Intuitively, D’Esopo-Pape Algorithm is more efficient then Dijkstra's Algorithm (Priority Queue implementation) in most spare graph traversal since the latter requires maintenance of min binary heap with O(log V) runtime for extract_min and decrease_cost functions, but the former only uses a deque to pop and append vertexes with constant runtime.

Note that each vertex would enter and leave the deque several times, and that increases the runtime of D’Esopo-Pape, but in a spare graph where each vertexes enters the deque in constant amount of time, the benefit of re-entering with constant push and pop runtime for D"Esopo-Pape would outweigh the logarithmic runtime for maintaining a heap with each vertex traversed once only. Therefore D’Esopo-Pape performs more efficiently in single-source shortest path calculation than Dijkstra. Ideally D’Esopo-Pape is best used in spare real-life network where number of vertexes are orders of magnitude larger than average nodal degree (between 2 to 3), which is found to outperform all other similar algorithms [2].

However, one must always consider the worst case. It happens when applying D’Esopo-Pape to a dense graph with a particular edge weight setting. In a dense graph, average nodal degree is close to the number of vertexes, upon traversing every vertex, all its neighbours would be relabelled, and so on for all the secondary neighbours. Simply put, from source u, it could potentially be relabelled O(V) times from all first-degree neighbours; from second-degree neighbours there are O(V^2) ways to "resurrect" u; from third-degree neighbours there are O(V^3) ways; ....; all the way till (V-1)-degree neighbours with O(V^V) numbers of ways to re-examine the source. The total time complexity of examinating a vertex is exponential, and thus the worst time complexity of D’Esopo-Pape is exponential -- O(V^V).

💫Space complexity

Referring to the pseudocode, Space complexity of D’Esopo-Pape should be O(V) since for all arrays which store 1. cost and 2. previous vertex traversed would at most occupy O(V) space with each of them individually stores at most all vertexes at any iteration.

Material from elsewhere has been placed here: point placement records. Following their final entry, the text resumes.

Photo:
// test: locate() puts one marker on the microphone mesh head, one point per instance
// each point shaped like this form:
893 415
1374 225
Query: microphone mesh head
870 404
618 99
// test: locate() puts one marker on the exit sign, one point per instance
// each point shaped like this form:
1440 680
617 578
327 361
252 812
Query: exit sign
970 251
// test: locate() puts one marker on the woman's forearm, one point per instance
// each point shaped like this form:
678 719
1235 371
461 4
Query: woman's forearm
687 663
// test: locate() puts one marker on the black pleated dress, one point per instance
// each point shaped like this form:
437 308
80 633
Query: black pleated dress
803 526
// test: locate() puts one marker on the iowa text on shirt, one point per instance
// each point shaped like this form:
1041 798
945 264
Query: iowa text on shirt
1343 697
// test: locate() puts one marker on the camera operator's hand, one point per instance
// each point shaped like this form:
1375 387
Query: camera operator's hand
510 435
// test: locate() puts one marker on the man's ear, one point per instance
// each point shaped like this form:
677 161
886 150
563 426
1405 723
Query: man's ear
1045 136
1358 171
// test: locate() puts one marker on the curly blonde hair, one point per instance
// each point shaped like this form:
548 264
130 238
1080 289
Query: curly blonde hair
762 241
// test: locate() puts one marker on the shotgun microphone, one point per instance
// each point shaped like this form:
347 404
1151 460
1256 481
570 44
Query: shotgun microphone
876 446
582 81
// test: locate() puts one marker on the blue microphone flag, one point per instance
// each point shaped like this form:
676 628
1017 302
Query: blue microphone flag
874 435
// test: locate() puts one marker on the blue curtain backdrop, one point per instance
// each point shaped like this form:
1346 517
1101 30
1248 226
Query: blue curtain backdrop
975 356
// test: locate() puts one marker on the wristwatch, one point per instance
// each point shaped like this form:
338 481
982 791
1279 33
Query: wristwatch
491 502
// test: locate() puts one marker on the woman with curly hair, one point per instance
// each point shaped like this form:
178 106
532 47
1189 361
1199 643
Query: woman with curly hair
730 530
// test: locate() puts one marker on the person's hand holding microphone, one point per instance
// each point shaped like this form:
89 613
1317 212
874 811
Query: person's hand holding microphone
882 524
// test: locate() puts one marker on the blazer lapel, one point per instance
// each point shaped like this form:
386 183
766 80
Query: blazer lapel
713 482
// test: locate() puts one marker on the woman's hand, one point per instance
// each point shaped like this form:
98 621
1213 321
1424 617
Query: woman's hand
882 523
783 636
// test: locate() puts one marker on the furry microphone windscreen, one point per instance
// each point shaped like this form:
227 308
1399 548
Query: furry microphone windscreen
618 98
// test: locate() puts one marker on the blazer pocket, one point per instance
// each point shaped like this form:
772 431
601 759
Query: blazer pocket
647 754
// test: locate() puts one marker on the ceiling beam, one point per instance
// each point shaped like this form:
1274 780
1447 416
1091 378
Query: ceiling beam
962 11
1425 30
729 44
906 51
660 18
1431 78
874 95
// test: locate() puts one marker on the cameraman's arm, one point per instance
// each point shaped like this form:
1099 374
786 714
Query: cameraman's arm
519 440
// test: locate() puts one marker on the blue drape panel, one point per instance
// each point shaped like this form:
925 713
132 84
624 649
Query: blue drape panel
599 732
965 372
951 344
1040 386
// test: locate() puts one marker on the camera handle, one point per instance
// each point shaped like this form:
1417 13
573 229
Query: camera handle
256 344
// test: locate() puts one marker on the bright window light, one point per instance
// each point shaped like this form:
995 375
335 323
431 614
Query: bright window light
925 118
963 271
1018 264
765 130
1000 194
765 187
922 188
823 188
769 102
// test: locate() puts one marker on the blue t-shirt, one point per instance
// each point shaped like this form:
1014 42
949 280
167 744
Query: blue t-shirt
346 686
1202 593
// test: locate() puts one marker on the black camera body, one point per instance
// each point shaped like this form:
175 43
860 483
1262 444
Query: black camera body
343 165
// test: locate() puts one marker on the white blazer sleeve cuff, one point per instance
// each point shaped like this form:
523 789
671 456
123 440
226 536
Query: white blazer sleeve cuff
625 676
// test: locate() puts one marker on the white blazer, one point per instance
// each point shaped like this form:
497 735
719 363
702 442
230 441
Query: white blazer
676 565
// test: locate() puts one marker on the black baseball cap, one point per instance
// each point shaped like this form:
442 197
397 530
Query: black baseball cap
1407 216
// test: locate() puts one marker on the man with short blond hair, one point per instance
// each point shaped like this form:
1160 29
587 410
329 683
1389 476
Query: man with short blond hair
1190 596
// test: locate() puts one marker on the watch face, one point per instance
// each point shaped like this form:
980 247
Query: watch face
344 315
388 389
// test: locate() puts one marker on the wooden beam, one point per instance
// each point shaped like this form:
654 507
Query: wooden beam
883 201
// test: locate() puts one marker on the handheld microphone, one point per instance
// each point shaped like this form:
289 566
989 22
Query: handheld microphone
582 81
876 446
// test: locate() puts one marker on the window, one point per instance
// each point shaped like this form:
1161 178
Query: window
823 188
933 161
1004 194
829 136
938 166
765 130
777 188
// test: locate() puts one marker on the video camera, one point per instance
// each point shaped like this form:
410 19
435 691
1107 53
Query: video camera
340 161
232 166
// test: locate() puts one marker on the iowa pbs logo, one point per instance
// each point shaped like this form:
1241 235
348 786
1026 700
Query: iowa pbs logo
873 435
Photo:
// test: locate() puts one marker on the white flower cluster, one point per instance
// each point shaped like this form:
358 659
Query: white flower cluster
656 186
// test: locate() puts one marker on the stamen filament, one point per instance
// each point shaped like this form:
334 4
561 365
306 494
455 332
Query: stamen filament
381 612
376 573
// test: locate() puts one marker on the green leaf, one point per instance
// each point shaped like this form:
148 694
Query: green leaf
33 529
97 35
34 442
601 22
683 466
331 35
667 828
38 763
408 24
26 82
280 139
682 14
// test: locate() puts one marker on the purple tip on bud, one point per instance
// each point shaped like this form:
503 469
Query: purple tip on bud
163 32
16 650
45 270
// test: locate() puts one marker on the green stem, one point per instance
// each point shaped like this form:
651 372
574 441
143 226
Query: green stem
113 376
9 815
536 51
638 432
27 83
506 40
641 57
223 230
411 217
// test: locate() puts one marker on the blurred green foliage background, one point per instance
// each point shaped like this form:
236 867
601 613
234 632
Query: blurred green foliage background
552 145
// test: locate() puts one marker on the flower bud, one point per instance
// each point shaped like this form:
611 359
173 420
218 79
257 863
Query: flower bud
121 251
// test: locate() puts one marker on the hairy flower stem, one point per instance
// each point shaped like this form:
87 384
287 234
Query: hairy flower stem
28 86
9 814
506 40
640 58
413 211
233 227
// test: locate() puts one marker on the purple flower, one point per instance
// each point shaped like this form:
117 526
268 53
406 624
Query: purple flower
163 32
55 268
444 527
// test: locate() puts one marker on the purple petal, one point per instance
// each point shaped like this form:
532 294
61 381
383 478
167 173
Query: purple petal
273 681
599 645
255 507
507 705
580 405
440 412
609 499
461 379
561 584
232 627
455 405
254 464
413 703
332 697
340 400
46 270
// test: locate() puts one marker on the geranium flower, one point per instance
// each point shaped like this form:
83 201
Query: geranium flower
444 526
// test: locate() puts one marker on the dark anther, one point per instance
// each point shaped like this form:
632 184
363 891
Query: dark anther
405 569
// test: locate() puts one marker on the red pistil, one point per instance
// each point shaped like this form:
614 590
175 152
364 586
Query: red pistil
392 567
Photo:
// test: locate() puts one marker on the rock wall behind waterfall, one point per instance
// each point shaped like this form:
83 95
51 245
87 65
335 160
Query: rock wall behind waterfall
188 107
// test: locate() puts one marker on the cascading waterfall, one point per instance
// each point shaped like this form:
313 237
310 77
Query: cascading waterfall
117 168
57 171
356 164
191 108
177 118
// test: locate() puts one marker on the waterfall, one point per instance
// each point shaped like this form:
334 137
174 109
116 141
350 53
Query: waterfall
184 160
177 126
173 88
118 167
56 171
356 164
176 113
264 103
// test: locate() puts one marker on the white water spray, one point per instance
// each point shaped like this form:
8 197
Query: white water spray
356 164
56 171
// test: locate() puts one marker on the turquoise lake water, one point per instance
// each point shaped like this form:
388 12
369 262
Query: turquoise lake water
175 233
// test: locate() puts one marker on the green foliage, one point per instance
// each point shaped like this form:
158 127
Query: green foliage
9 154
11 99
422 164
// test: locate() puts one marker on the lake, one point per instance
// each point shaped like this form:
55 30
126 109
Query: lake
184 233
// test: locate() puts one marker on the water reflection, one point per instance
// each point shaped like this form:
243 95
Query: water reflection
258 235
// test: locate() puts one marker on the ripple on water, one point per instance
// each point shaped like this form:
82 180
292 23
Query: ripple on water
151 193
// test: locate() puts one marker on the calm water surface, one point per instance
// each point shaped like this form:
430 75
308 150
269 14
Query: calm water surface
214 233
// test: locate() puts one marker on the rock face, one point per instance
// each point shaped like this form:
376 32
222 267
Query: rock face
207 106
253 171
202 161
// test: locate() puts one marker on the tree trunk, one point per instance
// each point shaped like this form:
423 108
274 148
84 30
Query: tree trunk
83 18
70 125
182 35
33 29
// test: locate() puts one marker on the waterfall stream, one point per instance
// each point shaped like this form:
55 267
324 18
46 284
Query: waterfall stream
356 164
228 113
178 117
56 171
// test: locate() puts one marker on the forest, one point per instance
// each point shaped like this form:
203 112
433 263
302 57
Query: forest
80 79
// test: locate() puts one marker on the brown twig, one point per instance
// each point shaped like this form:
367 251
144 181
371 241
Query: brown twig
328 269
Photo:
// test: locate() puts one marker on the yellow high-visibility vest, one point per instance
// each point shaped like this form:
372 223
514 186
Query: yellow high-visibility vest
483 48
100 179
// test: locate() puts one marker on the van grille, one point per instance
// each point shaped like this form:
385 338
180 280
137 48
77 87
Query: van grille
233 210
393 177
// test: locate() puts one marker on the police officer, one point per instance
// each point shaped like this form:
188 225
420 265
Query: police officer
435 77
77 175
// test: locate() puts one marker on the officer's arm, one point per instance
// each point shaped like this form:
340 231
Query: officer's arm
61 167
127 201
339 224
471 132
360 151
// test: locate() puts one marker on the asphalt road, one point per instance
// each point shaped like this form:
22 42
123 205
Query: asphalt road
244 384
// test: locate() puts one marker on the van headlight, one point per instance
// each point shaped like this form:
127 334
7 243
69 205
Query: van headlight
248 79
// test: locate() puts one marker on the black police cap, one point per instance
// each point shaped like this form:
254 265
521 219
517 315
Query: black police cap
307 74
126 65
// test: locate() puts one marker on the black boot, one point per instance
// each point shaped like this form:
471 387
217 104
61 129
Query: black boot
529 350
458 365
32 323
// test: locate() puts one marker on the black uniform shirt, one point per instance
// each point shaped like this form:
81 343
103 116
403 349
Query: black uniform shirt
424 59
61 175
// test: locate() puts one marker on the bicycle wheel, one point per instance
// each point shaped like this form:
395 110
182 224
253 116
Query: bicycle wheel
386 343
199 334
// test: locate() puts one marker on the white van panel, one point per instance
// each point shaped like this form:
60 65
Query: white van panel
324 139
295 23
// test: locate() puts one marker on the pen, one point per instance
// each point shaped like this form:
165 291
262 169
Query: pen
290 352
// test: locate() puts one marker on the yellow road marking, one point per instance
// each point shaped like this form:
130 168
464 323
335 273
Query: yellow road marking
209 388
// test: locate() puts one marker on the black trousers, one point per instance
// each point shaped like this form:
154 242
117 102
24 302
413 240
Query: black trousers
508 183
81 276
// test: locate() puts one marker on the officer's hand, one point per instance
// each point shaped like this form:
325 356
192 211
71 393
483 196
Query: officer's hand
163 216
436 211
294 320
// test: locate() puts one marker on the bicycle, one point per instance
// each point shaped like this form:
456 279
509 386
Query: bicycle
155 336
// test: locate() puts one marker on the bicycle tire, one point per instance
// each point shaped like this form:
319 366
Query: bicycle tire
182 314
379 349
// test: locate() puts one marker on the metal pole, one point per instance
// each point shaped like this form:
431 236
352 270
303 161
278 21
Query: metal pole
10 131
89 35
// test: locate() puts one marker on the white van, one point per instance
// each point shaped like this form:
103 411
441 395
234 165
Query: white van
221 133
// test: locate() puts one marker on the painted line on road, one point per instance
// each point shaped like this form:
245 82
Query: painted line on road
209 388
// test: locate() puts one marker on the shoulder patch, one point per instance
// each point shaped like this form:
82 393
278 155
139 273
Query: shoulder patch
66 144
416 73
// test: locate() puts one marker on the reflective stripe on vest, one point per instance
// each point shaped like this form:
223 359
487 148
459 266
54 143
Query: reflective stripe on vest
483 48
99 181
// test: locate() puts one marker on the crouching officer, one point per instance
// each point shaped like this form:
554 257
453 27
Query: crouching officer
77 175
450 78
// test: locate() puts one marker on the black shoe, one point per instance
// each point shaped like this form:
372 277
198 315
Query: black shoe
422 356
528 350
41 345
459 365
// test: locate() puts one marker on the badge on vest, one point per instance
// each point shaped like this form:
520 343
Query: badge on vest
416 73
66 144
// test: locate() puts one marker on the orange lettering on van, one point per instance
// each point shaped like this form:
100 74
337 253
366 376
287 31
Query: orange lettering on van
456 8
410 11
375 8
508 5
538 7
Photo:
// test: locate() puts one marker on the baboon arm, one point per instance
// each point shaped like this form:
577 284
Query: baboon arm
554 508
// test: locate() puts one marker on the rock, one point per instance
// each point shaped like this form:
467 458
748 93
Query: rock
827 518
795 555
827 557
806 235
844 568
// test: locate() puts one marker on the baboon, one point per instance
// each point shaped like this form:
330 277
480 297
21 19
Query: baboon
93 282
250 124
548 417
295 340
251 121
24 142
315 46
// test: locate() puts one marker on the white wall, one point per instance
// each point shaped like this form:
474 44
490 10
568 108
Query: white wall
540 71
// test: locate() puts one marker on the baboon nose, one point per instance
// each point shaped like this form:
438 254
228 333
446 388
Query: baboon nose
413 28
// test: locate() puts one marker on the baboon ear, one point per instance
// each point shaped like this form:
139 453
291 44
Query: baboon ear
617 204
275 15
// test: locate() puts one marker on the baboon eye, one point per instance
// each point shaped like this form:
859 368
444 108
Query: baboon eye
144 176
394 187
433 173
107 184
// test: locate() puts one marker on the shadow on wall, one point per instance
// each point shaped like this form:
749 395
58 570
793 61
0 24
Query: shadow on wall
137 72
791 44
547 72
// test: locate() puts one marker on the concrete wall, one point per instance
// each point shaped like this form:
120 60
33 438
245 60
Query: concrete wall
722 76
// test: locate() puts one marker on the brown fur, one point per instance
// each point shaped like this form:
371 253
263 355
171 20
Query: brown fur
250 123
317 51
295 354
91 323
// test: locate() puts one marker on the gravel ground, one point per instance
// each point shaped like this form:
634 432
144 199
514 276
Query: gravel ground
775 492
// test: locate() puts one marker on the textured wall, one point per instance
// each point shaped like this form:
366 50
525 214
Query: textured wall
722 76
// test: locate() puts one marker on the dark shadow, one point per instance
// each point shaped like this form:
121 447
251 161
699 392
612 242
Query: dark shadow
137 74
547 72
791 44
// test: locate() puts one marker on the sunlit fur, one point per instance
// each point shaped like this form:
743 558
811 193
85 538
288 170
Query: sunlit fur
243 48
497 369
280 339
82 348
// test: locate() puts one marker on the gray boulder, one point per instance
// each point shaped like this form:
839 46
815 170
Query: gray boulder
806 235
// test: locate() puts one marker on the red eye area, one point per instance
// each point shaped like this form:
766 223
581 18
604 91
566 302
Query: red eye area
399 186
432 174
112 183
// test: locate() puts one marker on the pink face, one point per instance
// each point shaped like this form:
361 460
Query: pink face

🌎4. Application of D’Esopo-Pape Algorithm

  • IP routing: The graph of network connection is relatively spare, which this algorithm provides the shortest path from source router to all other routers in the network.

  • Flight path scheduling: This algorithm can calculate the shortest path costed from source airport to all other airports. Given the fact that airport flight paths are not densely connected, it runs optimally by planning the paths with shortest cost (time, fuel or whatever parameter one desires) from source to any destination.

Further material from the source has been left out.